2 Responses to “National Associations of Evangelicals Shame”

  1. MDViews said

    Thanks for commenting.

    I am thankful for ardently pro-life Catholic folks of whom their are many. Birthright is mostly a Catholic organization.

    The people in the Catholic pews, however, are generally Democrats first and Catholics second. They have no moral compunction to vote pro-life.

    And, of course God is love. My point was many evangelicals focus only on “God is love” to the exclusion of a God’s equally important attributes; sovereignty, justice, omnicience and power.

  2. Abigail said

    Great job pointing out the moral slide of the NAE. I’m surprised at the number of people who say they are passionately pro-life, but don’t believe that it’s a battle that should be fought politically. They think that if you let it into the political realm you’ll become the most reviled, “one-issue” voter. How uncool.

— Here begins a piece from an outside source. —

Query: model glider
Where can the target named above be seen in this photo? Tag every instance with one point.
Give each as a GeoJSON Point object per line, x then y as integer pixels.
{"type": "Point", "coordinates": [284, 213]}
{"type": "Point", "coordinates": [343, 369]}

    Here are my two critiques: 1) by saying, “God is now love” you rightly point out that some wrongly cling to, “God is love” with an understanding of love that is strictly informed by our culture, not real love (the kind of love that would kill His son on the cross). But, nevertheless, “God is love.” So we have to be careful not to make it sound trite, but to give the correct definition of what it means. I am certain that you didn’t mean it as trite, but were pointing out how others have made it trite. But other readers who don’t know you, might read it differently. And 2) you say, “The catholics are even worse.” As a general statement this is true. But (in my opinion) you should make an exception clause, to give credit to those catholics who are fighting hard for life. When I worked at MCCL, probably 75% of the people there were Catholic and they worked tirelessly for life.

    There’s my two cents. Great post.